Wednesday, July 18, 2012

Aristotle II: "Happiness"

As I mentioned before, my first beef with Aristotle is promoting this fallacy of false compromise throughout all of Western thought.  The second idea is the absolute infallibility of happiness.

I've talked before about my multiple criticisms of happiness as a good that we should all try to achieve.  My next criticism, and this sidles in with Aristotle, is what even is happiness?  The definition that Aristotle gives for happiness--eudaimonia--is not what people think of when they think of happiness.  Even when they agree that they wouldn't want to pump themselves full of heroin, and then smugly sit back in the comfort that they are going after eudaimonia, in my experience they still are going after happiness in the hedonistic sense.  Granted, it's more of an "arbitrary exception hedonia", but really under what I see, I see no difference between this and what is essentially hedonia.

(but then again, I've already gone into my beef with "happiness")
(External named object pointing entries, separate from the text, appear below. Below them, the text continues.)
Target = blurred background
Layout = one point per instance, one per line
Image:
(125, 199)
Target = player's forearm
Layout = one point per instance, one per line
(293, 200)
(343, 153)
The problem, I think, comes in how Aristotle defined happiness:

“Happiness is the meaning and the purpose of life, the whole aim and end of human existence” -Aristotle

How do most people really define happiness?  Probably like so:

"Happiness is nothing more than good health and a bad memory." -Albert Schweitzer

Say a person decides his goal in life is to study Platypuses. So, he goes through a lot of pain studying and making and compiling this humongous tome on platypuses. After 10 years he is finally finished. It gets a few reviews that say it's alright, and immediately after the man dies. The apparent paradox is that in one sense the man lived a horrible life suffering in the Australian savannah. However, the Aristotelian notion says that he is happy.

Simply creating a new definition for happiness, and then claiming that you should follow happiness, to get out of the logical v. emotional conflicts is a nice intellectual trick--if it weren't downright fucking dishonest.

Moreover, this definition of happiness leads to circular reasoning.  According to my rendition of Aristotle, virtuous thought supposes that a virtuous persons has a fairly explicit conception of "happiness" or eudaimonia. Thus a person can use that to create virtuous thought and thus virtuous action to produce a good, or eudaimonia.